‘Improving energy efficiency of UK homes could save the NHS £1bn’

Deep retrofit upgrades for low-income households could offer a saving of £329 per year on their energy bills, according to a report

Improving the energy efficiency of UK homes could create 8,000 jobs, reduce carbon dioxide emissions, drive down energy bills and save the NHS £1 billion.

That’s according to a report by the National Insulation Association (NIA), which suggests the Home Upgrade Grant Scheme should be launched this year as part of the post-Covid stimulus package to address fuel poverty and accelerate the low carbon transition of the country.

NIA calls for a street-by-street approach to make homes more affordable to run – poorly insulated homes are more expensive to run, especially for those who are now working remotely or home-schooling.

The study suggests a retrofit assessment followed by deep retrofit upgrades for low-income households could offer a saving of £329 per year on their energy bills and notes with impacts on physical and mental health and contributing to excess winter deaths, poor performing homes could benefit from the scheme and save the NHS £63 million in the first year of the roll-out.

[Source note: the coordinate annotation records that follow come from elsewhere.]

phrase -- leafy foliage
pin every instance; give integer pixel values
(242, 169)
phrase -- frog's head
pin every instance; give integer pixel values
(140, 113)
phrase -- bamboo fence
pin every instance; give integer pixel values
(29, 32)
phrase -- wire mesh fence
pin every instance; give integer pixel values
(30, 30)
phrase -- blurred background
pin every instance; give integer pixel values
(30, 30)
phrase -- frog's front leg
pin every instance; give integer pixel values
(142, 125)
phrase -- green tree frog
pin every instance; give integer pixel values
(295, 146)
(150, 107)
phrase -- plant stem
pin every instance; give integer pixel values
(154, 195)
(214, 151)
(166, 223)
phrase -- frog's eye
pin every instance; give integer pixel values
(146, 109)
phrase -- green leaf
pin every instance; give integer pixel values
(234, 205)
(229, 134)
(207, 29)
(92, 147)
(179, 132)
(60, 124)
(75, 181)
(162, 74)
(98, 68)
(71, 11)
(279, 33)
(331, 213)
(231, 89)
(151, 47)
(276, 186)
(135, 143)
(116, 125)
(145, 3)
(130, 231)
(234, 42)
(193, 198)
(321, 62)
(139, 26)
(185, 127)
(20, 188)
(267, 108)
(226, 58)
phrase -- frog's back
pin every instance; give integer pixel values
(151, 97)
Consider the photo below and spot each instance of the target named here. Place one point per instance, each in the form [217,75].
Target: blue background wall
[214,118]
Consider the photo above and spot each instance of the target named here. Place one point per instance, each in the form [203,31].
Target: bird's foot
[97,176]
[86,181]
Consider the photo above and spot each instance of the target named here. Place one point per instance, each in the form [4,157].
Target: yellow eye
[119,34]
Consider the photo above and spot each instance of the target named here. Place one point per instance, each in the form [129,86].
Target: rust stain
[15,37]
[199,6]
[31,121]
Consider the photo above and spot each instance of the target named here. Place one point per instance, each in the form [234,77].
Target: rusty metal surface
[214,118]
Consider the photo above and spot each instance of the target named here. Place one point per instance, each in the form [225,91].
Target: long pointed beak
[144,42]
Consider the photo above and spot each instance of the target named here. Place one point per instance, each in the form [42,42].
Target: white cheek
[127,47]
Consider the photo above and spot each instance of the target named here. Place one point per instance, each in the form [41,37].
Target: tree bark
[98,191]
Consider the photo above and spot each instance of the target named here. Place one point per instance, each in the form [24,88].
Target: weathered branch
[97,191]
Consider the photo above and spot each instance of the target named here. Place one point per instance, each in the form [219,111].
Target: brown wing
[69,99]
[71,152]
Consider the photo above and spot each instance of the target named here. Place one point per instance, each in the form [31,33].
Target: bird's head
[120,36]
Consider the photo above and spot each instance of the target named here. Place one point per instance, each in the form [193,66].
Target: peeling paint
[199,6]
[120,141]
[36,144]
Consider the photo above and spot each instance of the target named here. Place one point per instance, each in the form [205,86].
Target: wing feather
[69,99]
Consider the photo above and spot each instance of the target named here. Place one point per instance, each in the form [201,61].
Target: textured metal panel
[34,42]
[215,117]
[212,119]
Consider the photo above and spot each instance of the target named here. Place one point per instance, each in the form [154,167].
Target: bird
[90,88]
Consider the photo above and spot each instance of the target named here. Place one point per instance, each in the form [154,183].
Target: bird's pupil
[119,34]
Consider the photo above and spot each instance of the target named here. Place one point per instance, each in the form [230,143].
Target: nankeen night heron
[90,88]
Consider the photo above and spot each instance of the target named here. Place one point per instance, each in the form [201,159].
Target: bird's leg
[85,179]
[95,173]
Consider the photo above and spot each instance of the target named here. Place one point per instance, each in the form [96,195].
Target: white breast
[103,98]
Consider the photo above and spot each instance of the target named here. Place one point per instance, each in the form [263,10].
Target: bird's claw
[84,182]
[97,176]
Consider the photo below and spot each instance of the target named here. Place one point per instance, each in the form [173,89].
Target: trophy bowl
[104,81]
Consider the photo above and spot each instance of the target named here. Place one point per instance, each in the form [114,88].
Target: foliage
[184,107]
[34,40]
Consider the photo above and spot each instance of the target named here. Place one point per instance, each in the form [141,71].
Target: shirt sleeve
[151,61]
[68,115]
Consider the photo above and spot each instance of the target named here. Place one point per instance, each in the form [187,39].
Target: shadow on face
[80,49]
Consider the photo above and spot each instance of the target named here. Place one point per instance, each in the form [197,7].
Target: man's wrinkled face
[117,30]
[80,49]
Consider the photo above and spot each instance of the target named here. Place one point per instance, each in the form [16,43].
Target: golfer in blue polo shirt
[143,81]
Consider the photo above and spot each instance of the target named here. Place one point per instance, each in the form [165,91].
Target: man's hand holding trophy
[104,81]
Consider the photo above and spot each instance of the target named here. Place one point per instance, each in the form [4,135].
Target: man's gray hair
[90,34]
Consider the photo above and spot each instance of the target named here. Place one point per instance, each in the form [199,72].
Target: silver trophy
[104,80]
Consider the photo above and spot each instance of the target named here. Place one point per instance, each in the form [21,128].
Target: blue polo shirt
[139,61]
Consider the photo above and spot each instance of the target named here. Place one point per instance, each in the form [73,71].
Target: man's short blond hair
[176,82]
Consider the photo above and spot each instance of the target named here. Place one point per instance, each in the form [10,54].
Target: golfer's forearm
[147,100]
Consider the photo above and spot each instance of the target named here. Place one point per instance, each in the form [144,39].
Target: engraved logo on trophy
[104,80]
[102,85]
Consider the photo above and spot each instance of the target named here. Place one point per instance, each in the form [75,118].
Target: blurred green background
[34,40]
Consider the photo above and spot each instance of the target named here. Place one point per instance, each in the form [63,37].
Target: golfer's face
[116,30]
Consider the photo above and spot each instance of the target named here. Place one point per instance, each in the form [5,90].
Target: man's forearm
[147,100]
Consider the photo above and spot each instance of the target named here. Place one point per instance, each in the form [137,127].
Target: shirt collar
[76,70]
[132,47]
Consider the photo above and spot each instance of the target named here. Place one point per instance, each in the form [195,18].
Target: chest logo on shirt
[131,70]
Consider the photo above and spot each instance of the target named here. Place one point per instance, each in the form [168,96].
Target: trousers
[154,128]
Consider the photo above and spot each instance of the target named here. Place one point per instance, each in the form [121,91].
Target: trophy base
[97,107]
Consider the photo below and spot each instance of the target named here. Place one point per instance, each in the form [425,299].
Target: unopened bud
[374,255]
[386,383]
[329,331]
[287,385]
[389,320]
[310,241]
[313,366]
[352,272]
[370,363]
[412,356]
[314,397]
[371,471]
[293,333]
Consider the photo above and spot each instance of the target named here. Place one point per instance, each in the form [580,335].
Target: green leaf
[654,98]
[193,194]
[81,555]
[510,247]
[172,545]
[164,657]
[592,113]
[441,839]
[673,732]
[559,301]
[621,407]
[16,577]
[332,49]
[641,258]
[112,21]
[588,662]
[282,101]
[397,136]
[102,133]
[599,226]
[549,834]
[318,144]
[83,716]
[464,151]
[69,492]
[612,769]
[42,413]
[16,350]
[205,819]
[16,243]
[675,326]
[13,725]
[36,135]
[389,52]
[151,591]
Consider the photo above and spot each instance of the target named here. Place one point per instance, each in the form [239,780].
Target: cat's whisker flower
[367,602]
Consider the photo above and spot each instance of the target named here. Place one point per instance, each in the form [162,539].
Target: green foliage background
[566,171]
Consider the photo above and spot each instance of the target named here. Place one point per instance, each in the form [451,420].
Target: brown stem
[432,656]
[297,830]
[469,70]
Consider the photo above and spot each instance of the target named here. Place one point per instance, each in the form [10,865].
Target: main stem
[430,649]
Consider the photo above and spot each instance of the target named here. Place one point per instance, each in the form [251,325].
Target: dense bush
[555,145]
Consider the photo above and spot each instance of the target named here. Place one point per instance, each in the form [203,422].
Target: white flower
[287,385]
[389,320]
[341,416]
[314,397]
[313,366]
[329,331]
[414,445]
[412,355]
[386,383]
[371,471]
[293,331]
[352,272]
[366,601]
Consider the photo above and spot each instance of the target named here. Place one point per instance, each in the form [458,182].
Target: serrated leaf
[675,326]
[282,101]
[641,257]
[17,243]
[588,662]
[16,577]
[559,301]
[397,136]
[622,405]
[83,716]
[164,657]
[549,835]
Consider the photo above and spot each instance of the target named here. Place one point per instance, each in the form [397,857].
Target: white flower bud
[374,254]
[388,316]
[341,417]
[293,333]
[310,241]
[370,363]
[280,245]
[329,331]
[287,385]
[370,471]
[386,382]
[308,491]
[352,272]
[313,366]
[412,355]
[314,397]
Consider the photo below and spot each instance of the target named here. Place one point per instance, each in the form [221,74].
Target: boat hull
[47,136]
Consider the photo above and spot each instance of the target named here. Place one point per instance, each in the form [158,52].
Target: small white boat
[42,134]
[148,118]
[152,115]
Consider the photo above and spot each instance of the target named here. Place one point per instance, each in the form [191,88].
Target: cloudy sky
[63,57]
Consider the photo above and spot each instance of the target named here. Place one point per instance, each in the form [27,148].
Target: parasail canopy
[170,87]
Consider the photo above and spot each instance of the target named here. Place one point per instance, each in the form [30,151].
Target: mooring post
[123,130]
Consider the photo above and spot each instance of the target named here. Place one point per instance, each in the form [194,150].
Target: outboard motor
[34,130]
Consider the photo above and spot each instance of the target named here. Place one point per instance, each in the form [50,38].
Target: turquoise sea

The trade association also recommends grants should be used for a combination of improvements ranging from wall insulation to low carbon heating systems.

It says an improvement in energy efficiency could also lead to a remarkable reduction in energy demand and consequently, in carbon emissions – the initial pilot is estimated to create £8.5 million in air quality damage and £81.9 million from avoided carbon dioxide emissions.

The NIA also estimates the pilot scheme would create more than 470 new jobs in the first year, rising to 8,000 total jobs if the full £2.5 billion investment is delivered.

Derek Horrocks, Chairman of the National Insulation Association, said: “The benefits that come from improving the quality of our homes are substantial on any level but particularly now as we come out of the crisis.

“Providing support to those in need must take priority, but incentivising the deep street-by-street retrofits that will be needed to achieve our climate targets will drive uptake in all homes below standard. If we are going to ‘build back better,’ it is now time to turn promises into action.”